Donor cancels $75 million of gift to Sanford Burnham Prebys

- By Gary Robbins

An anonymous donor who pledged to give a record $275 million to the Sanford Burnham Prebys Medical Discovery Institute in La Jolla, Calif., has canceled $75 million of the gift for reasons that aren’t entirely clear.

The money — which was meant to help speed drug developmen­t — was cut out of the overall donation in December 2015, almost two years after the original $275 million was announced amid great fanfare.

The donation remains the largest single gift in San Diego County history, even though it has been reduced in size.

SBP, which is heavily funded by the public, has never disclosed the $75 million cut.

The cancellati­on appears in a financial review of the Institute by Deloitte, one of the nation’s largest accounting firms.

Institute executives also did not disclose the cut during a 2016 interview with the UnionTribu­ne that focused on financial problems that SBP is having at its satellite campus in Orlando.

SBP President Kristiina Vuori said in a statement Tuesday, “The anonymous pledge is a highly confidenti­al philanthro­pic agreement and, as a matter of long-standing practice, the Institute does not comment publicaly on the status of a pledge beyond the initial announceme­nt.

“As noted in the audit statement, SBP and the donor mutually eliminated certain future conditions from the pledge agreement as these conditions were no longer applicable after summer 2015.

“The $275 million is a 10-year pledge and therefore a work in progress.
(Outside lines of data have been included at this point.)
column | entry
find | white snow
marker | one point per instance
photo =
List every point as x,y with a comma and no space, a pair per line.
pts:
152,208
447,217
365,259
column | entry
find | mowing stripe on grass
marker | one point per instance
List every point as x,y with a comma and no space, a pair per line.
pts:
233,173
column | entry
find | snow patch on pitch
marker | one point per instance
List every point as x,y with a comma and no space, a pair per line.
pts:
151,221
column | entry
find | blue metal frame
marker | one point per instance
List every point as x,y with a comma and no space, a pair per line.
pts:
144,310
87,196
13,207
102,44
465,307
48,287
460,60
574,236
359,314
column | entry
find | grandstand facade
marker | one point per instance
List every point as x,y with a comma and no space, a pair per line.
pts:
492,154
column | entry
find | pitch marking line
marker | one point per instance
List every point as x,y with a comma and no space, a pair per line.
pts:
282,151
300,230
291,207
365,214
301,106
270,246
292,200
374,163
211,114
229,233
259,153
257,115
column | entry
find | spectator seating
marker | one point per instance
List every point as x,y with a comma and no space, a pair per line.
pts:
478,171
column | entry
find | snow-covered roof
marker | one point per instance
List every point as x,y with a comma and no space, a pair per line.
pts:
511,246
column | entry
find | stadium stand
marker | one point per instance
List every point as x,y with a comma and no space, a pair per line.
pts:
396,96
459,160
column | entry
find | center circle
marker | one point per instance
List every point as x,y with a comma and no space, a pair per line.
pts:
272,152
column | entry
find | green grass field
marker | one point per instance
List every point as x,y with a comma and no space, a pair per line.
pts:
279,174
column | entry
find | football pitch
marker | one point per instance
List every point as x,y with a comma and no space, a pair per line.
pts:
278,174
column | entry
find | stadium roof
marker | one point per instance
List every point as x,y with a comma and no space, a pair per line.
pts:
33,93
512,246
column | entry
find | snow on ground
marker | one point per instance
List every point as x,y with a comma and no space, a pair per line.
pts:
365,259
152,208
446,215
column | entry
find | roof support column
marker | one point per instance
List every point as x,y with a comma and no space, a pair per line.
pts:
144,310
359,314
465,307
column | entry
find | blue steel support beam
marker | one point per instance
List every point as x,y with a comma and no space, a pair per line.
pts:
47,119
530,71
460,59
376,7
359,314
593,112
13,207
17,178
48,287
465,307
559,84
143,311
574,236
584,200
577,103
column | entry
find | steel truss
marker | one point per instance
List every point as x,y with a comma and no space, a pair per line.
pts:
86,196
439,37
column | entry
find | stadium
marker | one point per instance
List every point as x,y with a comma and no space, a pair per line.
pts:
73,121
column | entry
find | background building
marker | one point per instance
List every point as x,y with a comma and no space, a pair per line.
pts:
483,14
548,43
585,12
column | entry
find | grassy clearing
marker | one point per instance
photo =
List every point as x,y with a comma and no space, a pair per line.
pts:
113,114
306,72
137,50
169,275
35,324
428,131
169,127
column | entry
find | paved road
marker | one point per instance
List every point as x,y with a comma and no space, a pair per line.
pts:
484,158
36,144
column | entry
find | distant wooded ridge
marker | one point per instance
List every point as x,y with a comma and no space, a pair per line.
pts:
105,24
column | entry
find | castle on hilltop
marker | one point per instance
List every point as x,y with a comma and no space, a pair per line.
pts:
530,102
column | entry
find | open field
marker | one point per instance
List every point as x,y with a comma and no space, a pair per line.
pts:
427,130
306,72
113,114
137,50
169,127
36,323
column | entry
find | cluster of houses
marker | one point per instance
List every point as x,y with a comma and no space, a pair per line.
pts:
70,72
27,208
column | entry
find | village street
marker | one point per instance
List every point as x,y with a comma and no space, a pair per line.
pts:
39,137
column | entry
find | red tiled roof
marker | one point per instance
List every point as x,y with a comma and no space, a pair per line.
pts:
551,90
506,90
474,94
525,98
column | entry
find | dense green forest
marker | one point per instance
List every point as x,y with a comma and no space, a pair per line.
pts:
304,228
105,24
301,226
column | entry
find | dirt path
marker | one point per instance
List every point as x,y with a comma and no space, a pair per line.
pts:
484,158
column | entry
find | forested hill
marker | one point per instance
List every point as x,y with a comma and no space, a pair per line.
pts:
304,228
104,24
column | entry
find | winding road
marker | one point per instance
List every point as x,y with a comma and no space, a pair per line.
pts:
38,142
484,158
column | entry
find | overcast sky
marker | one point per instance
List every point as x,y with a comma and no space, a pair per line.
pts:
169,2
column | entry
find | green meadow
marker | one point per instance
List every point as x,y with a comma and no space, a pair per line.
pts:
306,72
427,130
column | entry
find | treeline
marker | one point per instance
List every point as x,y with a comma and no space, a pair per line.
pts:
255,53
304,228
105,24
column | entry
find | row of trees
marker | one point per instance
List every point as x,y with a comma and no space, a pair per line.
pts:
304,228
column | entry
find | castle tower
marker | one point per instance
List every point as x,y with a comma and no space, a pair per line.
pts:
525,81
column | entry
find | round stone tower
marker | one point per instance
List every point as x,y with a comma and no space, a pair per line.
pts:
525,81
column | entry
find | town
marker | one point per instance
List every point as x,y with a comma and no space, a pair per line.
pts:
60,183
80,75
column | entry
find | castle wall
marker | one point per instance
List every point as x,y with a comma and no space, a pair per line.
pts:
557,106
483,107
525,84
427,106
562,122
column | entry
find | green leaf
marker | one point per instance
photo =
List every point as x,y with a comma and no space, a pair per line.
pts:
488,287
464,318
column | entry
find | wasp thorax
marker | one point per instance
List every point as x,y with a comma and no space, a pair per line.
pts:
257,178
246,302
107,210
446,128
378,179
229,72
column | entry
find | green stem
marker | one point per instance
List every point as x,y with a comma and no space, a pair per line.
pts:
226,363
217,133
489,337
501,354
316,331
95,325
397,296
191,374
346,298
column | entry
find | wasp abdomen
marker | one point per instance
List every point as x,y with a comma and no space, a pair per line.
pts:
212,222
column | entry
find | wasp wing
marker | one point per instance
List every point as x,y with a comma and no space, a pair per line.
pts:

We are highly confident that in time, the $275 [million] pledge will be fully reinstated.

“The amendment in the pledge agreement will have no impact on the Institute’s 10-year business plan which called for $200 million over 10 years from the anonymous pledge.

In fact, the business plan was further empowered by the generous $100 million gift from Conrad Prebys in June 2015.”

SBP has been suffering financial strain at its campus in Orlando, which was opened more than a decade ago with $300 million in incentives from various stakeholde­rs in Florida. The Institute has tried, without success, to withdraw from the operation.

The cancellati­on of $75 million in donation money “is not that common, in the way it sounds it happened,” said Maria Di Mento, a reporter who covers philanthro­py at the Chronicle of Philanthro­py in Washington D.C.

“It’s more common for a donor to pledge a lot of money, and maybe even start paying some of it off, and become unhappy with how it is being spent, and they then attempt to rescind the pledge or the money.”

Di Mento added that “$75 million is a lot of money. It can do a lot, it can endow a lot. If the donor wanted to make a point, this is a good way to do it.”